Kılıçdaroğlu’na CHP Genel Sekreteri Selin Sayek Böke, İstanbul Büyükşehir Belediy Başkanı Ekrem İmamoğlu, Ankara Büyükşehir Belediye Başkanı Mansur Yavaş, İzmir Büyükşehir Belediye Başkanı Tunç Soyer, Adana Büyükşehir Belediye Başkanı Zeydan Karalar, Mersin Büyükşehir Belediye Başkanı Vahap Seçer, Antalya Büyükşehir Belediye Başkanı Muhittin Böcek eşlik etti.

Bir başka vatandaş, Kılıçdaroğlu'na, “Sayın Genel Başkan ne zaman yardım gelecek, çok zor durumda bu halk. Kimsenin niye umurunda değiliz” diye sordu. Kılıçdaroğlu da, “Biz de buraya geldik, sizin sesinizi duyurmak için. Televizyonlar burada, söyleyin talebiniz neyse duysunlar. Uğraşıyoruz. Belediye başkanlarımız ile geldik. Hep birlikteyiz burada. Büyük sıkıntılar var burada, ben de biliyorum, siz yaşıyorsunuz… Bunun acısını çekiyorum. Hayatını kaybedenler var, sizin acınız bizim de yüreğimizde. İnsan olup bu kadar acıya… Zor.. Bekliyorsunuz, en büyük acı bu... Çocuğun sesini duyuyorsunuz…” diye konuştu.

Video paylaştı

Kılıçdaroğlu gece saatlerinde sosyal medyadan bir video paylaştı. Kılıçdaroğlu videoda, "Halkımızın halini yerinde gördüm. Yaşananlara siyaset üstü bakmayı, iktidarla hizalanmayı reddediyorum. Bu çöküş tam da sistematik rant siyasetinin sonucudur. Erdoğan’la, sarayıyla ve rant çeteleriyle hiçbir zeminde buluşmayacağım. Ben halkımın kavgasını vereceğim. Sonuna kadar" dedi. 

Sözkonusu deprem sonrasında yaşanan can kayıplarının sorumlusunun Cumhurbaşkanı Tayyip Erdoğan olduğunu söyleyen Kılıçdaroğlu, şu sözleri dile getirdi:

"Herkese merhaba. Adana, Hatay merkez ilçe, İskenderun ve Antakya'nın ardından son olarak Samandağ ilçemizi ziyaret ettik. Şimdi de Arsuz'dayız.
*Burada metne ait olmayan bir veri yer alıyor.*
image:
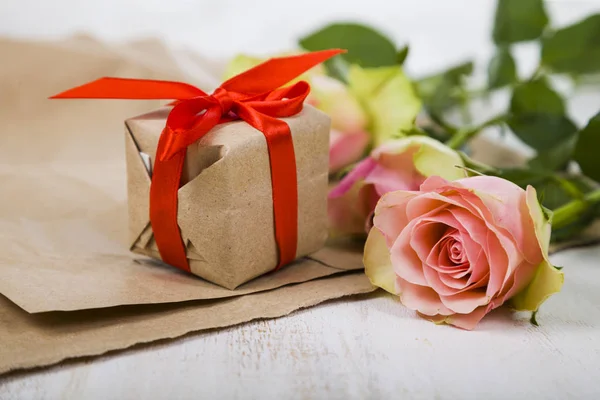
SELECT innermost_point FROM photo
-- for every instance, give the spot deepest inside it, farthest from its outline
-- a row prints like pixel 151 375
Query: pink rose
pixel 400 164
pixel 349 138
pixel 454 251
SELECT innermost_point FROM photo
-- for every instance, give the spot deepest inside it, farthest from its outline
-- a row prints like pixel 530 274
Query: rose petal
pixel 420 298
pixel 547 281
pixel 406 262
pixel 347 213
pixel 508 205
pixel 389 180
pixel 378 266
pixel 346 148
pixel 390 214
pixel 425 235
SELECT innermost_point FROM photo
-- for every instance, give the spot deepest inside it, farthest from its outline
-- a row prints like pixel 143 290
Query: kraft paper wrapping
pixel 226 203
pixel 70 286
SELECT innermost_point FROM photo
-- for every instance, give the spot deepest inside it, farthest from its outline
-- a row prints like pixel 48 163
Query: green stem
pixel 462 136
pixel 574 210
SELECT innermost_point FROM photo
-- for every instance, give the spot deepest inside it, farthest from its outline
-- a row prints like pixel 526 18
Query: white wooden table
pixel 367 347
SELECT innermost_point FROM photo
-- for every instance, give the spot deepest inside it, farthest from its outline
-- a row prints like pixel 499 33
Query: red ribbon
pixel 254 96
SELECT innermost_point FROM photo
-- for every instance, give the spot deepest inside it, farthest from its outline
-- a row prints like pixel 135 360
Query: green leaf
pixel 525 176
pixel 389 98
pixel 587 147
pixel 574 49
pixel 518 21
pixel 502 69
pixel 555 158
pixel 536 96
pixel 554 192
pixel 477 166
pixel 402 54
pixel 337 68
pixel 537 115
pixel 366 47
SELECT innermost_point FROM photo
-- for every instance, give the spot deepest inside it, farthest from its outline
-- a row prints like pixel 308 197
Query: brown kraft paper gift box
pixel 225 208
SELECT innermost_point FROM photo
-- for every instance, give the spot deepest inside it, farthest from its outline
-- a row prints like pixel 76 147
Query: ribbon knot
pixel 256 96
pixel 224 99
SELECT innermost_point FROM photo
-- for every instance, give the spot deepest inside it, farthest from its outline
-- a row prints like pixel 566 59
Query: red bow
pixel 254 96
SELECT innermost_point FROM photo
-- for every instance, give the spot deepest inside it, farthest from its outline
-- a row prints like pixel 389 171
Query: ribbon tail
pixel 276 72
pixel 284 181
pixel 163 207
pixel 135 89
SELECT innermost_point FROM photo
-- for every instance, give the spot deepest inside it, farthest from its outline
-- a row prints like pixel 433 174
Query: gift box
pixel 231 185
pixel 225 207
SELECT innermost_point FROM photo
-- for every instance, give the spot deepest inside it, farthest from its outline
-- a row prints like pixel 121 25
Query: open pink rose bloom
pixel 400 164
pixel 454 251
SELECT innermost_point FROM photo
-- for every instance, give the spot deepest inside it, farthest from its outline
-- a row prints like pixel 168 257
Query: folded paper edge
pixel 355 278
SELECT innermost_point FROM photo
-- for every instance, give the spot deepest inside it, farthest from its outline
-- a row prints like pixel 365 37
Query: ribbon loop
pixel 255 96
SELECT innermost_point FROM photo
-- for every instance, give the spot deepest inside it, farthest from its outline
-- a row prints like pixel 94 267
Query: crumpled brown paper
pixel 63 218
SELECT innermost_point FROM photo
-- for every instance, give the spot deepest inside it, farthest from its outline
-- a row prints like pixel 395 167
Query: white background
pixel 440 32
pixel 366 348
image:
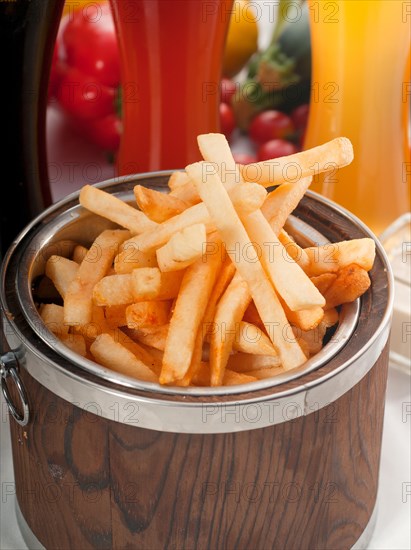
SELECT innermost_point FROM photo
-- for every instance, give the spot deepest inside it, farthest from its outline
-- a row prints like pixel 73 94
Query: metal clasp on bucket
pixel 9 369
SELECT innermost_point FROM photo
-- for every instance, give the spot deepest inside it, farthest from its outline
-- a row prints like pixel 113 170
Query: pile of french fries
pixel 202 286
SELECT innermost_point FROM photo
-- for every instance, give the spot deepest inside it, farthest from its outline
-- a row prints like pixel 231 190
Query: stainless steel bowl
pixel 79 380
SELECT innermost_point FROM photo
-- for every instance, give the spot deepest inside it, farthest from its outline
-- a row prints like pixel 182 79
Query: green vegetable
pixel 279 77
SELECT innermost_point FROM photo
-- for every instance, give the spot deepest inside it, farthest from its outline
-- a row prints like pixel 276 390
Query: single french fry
pixel 202 375
pixel 244 362
pixel 235 238
pixel 155 238
pixel 251 339
pixel 247 197
pixel 78 299
pixel 311 340
pixel 79 253
pixel 96 326
pixel 216 150
pixel 282 201
pixel 262 374
pixel 191 303
pixel 253 317
pixel 115 316
pixel 229 312
pixel 120 336
pixel 177 179
pixel 331 317
pixel 327 157
pixel 155 337
pixel 324 281
pixel 351 283
pixel 113 290
pixel 305 319
pixel 232 378
pixel 62 272
pixel 113 355
pixel 293 249
pixel 149 283
pixel 75 342
pixel 289 280
pixel 156 205
pixel 151 314
pixel 332 257
pixel 187 193
pixel 131 258
pixel 223 280
pixel 53 318
pixel 110 207
pixel 183 248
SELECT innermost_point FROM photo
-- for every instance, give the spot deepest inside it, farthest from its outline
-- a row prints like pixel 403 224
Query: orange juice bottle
pixel 359 54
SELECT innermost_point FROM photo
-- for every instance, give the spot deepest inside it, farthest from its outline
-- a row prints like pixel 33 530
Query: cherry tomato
pixel 90 43
pixel 244 158
pixel 299 116
pixel 83 97
pixel 227 120
pixel 269 125
pixel 228 89
pixel 276 148
pixel 104 132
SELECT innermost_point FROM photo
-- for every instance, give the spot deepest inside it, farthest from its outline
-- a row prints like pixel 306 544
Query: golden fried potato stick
pixel 104 204
pixel 78 302
pixel 229 312
pixel 115 356
pixel 157 205
pixel 351 283
pixel 62 272
pixel 251 339
pixel 236 240
pixel 189 309
pixel 330 156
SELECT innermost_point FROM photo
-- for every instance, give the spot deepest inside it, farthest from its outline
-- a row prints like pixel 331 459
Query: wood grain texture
pixel 311 483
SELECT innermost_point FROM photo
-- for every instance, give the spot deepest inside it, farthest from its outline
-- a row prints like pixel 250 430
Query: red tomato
pixel 227 120
pixel 104 132
pixel 84 97
pixel 55 71
pixel 270 125
pixel 228 89
pixel 244 158
pixel 276 148
pixel 300 116
pixel 90 43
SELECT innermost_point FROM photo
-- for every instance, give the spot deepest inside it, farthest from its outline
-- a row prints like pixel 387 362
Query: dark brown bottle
pixel 28 30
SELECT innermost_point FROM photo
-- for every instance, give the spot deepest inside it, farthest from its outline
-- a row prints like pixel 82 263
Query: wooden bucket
pixel 103 461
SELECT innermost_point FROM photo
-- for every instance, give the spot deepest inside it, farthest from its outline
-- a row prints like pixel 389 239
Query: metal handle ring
pixel 9 368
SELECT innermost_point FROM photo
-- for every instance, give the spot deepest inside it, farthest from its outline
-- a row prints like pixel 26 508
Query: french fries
pixel 235 237
pixel 191 303
pixel 78 299
pixel 158 206
pixel 183 249
pixel 62 272
pixel 323 158
pixel 106 205
pixel 203 286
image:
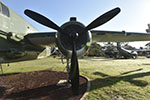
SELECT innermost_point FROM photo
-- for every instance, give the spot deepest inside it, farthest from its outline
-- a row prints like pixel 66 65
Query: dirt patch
pixel 39 85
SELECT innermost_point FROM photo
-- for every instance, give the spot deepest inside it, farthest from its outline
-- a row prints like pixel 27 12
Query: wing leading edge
pixel 116 36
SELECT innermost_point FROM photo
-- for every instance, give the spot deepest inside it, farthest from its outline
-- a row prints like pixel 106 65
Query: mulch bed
pixel 39 85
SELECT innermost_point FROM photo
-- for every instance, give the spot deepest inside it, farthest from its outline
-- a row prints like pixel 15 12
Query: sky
pixel 134 15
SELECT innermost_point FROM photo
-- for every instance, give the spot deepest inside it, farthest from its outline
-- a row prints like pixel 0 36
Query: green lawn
pixel 111 79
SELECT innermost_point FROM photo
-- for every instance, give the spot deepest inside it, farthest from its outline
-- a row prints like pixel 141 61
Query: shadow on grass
pixel 111 80
pixel 8 74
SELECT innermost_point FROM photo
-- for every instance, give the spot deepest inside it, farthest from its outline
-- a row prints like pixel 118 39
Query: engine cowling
pixel 64 42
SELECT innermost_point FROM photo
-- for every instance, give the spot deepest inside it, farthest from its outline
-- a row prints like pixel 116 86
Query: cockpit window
pixel 5 10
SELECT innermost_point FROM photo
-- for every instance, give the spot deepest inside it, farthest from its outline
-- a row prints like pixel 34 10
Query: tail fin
pixel 148 30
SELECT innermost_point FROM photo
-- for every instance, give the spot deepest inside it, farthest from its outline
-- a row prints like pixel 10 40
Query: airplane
pixel 126 53
pixel 20 41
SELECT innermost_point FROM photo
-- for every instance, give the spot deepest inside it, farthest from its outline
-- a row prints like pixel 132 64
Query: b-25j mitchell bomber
pixel 20 41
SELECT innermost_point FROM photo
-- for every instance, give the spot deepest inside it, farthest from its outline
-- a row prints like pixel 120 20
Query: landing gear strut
pixel 1 68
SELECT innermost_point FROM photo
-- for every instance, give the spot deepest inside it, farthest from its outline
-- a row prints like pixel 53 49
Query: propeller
pixel 74 69
pixel 102 19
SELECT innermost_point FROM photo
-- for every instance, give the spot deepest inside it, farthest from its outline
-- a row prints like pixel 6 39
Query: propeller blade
pixel 74 71
pixel 103 19
pixel 42 20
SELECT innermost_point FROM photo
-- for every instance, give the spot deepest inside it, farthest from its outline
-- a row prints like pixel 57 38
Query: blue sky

Belediye başkanlarımızla görüştük, depremzedelerle buluştuk. Bu noktada halkımızla paylaşmak istediğim bir kaç şey var.

Ülkemiz korkunç bir yıkımla karşı karşıya kalmıştır. Hepimiz biliyoruz ve gözlüyoruz. Burada yürek burkan görüntüler var. Kalbimiz sızlıyor. Depremden etkilenen insanlarımıza verebileceğim en önemli mesaj Türkiye'nin kalbi, deprem bölgesinde atıyor. Asla ama asla yalnız değilsiniz. Halkımızın duygu, düşünce ve duaları onlarladır. Halkımız, yardım için elinden geleni yapmaktadır, yanınızdayız. Ve şehirlerimizin, köylerimizin yeniden ayağa kalkması için elimizden gelen her şeyi yapacağız. En ciddi şekilde etkilenen bölgelerde iyileştirme aşamasına geçeceğiz. Ben ve belediye başkanlarım bunun için buradayız.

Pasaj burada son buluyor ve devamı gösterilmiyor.